One of the core components of Bitcoin is the Digital signature algorithms, it is used in making public keys out of private keys, signing transactions and in multisig transactions. Bitcoin so far has been using Elliptic Curve Digital Signature Algorithm ECDSA, for the past few months developers in the Bitcoin community have been talking about changing this algorithm into another one called Schnorr Signatures.

Schnorr is another signing algorithm that bring multiple benefits to the table. A new BIP was recently submitted by Peter Wuille about the changes that should happen in the future to Bitcoin’s signing algorithm with all the bells and whistles it should bring. The security of Schnorr is easily provable given a certain assumption, this is not the case for ECDSA.

Schnorr is Linear, meaning multiple parties have the option to collaborate to produce a signature that represents the sum of their public keys, this is a building block in a lot of high level applications, most notably one called MuSig. MuSig allows several participants to produce a single public key that they all signed for, allowing for much more private and efficient Multisig payments that appear to other nodes as they are an ordinary transaction.

Thanks to Schnorr, this can be used for both n-of-n and k-of-n multisig transactions. Schnorr is also used for batch validation, ECSDA is made in a way that batching transactions provides no extra efficiency than individually processing them while on the other hand Schnorr provides a logarithmic increase in ratio which gives a time complexity of O(N/log(N)) instead of the O(N) complexity provided by ECDSA.

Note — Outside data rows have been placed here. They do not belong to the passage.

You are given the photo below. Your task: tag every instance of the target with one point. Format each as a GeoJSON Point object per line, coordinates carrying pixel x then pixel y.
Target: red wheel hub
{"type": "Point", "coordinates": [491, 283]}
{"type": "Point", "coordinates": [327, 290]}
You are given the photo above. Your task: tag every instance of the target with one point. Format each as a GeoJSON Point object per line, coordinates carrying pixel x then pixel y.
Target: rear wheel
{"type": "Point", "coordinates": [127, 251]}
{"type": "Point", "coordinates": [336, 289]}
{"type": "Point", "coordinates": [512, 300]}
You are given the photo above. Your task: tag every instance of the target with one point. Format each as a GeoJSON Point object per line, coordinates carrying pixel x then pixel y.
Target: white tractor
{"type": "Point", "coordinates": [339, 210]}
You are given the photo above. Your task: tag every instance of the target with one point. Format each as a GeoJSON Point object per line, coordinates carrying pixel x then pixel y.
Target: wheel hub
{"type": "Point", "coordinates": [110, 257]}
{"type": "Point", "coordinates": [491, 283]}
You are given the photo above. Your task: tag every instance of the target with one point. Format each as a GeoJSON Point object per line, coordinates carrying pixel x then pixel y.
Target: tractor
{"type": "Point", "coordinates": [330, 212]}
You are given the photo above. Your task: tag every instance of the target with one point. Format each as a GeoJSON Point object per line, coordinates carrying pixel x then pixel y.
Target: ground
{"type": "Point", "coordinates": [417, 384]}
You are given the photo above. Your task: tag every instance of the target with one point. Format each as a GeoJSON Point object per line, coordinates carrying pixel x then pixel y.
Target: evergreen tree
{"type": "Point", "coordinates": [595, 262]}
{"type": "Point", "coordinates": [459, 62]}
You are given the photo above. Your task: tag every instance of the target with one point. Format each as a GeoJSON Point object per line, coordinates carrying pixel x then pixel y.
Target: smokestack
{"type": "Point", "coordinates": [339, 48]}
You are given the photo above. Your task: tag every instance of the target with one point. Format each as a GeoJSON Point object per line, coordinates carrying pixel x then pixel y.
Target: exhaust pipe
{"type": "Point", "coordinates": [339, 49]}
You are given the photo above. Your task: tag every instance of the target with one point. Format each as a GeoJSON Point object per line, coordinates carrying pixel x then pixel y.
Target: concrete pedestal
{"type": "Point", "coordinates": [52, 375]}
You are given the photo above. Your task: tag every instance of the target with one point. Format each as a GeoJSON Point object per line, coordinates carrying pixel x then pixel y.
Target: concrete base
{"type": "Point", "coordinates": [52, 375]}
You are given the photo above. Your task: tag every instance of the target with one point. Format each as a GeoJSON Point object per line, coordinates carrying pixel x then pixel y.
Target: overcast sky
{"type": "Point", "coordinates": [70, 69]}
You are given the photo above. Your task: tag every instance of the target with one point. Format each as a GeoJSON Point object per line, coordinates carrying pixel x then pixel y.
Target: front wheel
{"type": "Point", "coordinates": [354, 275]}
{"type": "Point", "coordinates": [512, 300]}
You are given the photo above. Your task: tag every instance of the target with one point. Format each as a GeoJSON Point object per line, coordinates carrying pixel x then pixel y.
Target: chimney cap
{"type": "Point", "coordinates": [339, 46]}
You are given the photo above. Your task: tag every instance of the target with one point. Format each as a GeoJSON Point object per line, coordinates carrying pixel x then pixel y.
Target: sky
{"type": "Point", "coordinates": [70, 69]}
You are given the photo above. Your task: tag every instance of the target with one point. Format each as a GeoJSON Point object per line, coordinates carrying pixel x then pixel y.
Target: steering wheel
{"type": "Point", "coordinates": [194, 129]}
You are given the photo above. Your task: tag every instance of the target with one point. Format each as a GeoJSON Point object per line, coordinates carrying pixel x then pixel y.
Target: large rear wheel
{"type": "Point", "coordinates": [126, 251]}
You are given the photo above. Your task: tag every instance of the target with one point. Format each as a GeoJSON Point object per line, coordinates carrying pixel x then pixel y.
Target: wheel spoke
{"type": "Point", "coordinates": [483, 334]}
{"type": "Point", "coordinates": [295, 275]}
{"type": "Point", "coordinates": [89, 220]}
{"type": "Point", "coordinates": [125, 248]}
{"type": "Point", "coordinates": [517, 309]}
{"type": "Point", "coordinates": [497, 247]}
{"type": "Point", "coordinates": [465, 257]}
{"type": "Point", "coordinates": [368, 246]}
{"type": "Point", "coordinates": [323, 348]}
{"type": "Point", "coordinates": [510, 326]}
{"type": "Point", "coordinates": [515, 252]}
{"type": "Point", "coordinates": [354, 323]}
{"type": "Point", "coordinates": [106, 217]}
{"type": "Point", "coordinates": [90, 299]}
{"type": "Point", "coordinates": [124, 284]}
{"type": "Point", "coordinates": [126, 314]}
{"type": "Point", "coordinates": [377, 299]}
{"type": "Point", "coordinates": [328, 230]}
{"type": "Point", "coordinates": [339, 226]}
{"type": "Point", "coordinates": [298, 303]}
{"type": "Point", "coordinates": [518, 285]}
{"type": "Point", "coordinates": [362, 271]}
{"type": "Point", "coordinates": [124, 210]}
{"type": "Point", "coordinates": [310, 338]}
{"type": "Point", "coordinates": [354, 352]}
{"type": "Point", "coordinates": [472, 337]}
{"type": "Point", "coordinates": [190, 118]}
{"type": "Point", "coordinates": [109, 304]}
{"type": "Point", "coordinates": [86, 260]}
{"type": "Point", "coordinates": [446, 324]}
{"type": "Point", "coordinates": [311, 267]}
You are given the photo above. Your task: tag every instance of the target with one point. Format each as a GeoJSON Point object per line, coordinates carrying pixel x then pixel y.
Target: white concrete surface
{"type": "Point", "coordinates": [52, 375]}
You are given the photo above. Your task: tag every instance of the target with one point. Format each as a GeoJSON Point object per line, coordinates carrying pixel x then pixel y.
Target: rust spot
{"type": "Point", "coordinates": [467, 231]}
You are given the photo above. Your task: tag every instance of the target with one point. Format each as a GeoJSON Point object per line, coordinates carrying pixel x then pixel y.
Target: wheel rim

Some of the other applications enabled by Schnorr is Blind and Adaptor Signatures. Blind signatures are a way to request a signature from a party without the party knowing what they are signing. This is used in something called Partially Blind Atomic Swaps in which an untrusted escrow can be used to facilitate a transaction between two parties without knowing which output is going to which party.

Adaptor Signatures can be produced by a signer by offsetting his public nonce with a point T = tG but leaving his private nonce untouched, this means a correct signature can be obtained by getting the Adaptor Signature and then offsetting it by t, meaning that t is now a learned parameter, which can be used to make atomic swaps or general payment channels that is guaranteed by the signature itself, rather than the Bitcoin Script. Adaptor signatures have multiple benefits like improved privacy and efficiency, allowing long transaction chains to become atomic and re purposing outputs for different applications without blockchain recourse.

Providing some major benefits in privacy and efficiency, Schnorr can be a major upgrade for Bitcoin, specially in the MultiSig and Atomic swaps department, we’ll be watching the BIP for more news!